By Conrad Lisco, Chief Strategy Officer at Fyllo
In the marketing industry, we have a fondness for buzzwords. They neatly encapsulate complex ideas, roll off the tongue with ease, and have an inherent appeal that draws stakeholders. “People-based marketing” (PBM) has been a standout, enduring buzzword. For the past decade, it’s been our rallying cry, promising to deliver personalized experiences to consumers based on their identities.
However, when we pull at the threads of this term, we find that it often serves as a euphemism for something less personal: user-based targeting. We leverage names, email addresses, offline data points, and online digital identifiers to track ‘people’ in their digital journeys. Yet, these people are, in reality, ‘users,’ defined by basic demographic information, associated online identifiers, and behavioral patterns.
This raises an essential question: does knowing a user’s email and name truly mean we know the person? Can we claim to understand a person if we overlook the content they consume, the information they engage with, the contexts they navigate? Genuine people-based marketing transcends identity. It’s a harmonious blend of audience and context.

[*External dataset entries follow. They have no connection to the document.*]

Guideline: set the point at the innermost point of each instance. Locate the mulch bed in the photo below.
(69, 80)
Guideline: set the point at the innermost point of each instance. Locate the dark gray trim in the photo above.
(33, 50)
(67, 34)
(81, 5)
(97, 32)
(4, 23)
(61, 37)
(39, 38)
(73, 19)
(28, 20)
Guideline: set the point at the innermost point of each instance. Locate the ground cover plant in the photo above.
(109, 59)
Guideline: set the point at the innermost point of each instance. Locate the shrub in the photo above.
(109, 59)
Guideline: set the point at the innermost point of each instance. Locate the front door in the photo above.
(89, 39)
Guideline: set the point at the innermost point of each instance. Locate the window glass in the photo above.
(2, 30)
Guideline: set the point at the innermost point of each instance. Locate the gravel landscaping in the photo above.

Adjusting to a Cookieless Era
The impending demise of third-party cookies has ignited a spectrum of responses ranging from alarmism to complacency. Despite the varying opinions, a consensus emerges: we’re entering a new era where traditional user-based targeting techniques need a comprehensive reassessment. This shift from cookies is not an apocalypse but an opportunity—a wake-up call urging us to evolve our approach to understanding audiences.
Within industry circles, there’s an assumption that first-party data, deterministic targeting techniques, and emerging universal identifiers will be our saving grace. These alternatives, while promising on the surface, are still in their embryonic phase and harbor their own unique set of challenges and associated costs. This reality is something many stakeholders haven’t fully come to terms with. These alternatives, although essential, are not a magic bullet that will miraculously solve all the issues at hand. It would be a critical mistake to pin all our hopes on them alone.
A Balanced Diet
The answer, then, might lie in a balanced approach. We need to employ a mix of deterministic, probabilistic, and contextual data to achieve the kind of addressability we enjoyed with cookies. It’s crucial to integrate these elements, not as disparate pieces, but as parts of a whole that work in tandem to enhance our understanding of the person behind the user.
With this perspective, ‘people-based marketing’ starts to evolve, gaining a fresh significance. It expands beyond identity, beyond the metadata of a person, delving deeper into the content they engage with. It explores not only their behavior but also their interests and preferences, presenting a vivid, semantically-rich portrait. It signals a shift from merely ‘targeting’ people to genuinely ‘understanding’ them. In turn, contextual targeting evolves from targeting pages to targeting real people.
Looking Towards a Truly People-Based Future
The future of marketing is, without a doubt, intrinsically people-based. In this new paradigm,people are not merely users reduced to their digital identifiers but unique individuals, each with their distinct contexts, content preferences, and lived experiences. This redefined concept of people-based marketing presents an opportunity where ad tech can leverage its capabilities to make a substantial impact. It offers a way to seamlessly combine audience and context into a single, unified understanding, thus creating a more effective and empathetic marketing strategy.
As the industry grapples with the phasing out of third-party cookies, there’s a scramble to forge new connections, with an intense focus on first-party data and identity. But with advanced semantic understanding, contextual targeting now offers a legitimate alternative to this paradigm.
As an industry, we must acknowledge the necessity of shifting our focus from an outdated, reductionist interpretation of ‘people-based marketing’. It’s time to reassess what we truly mean when we say we understand our people, our audience. For the people-based future to become a reality in the present, the concept itself needs to evolve and mature. As the era of cookies gradually comes to an end, it is our responsibility to ensure that our understanding of ‘people’ doesn’t crumble with it. Instead, we must strive to craft an understanding that is more robust, more nuanced, and more in tune with the reality of human complexity.
That understanding is only possible when we combine audience and context together.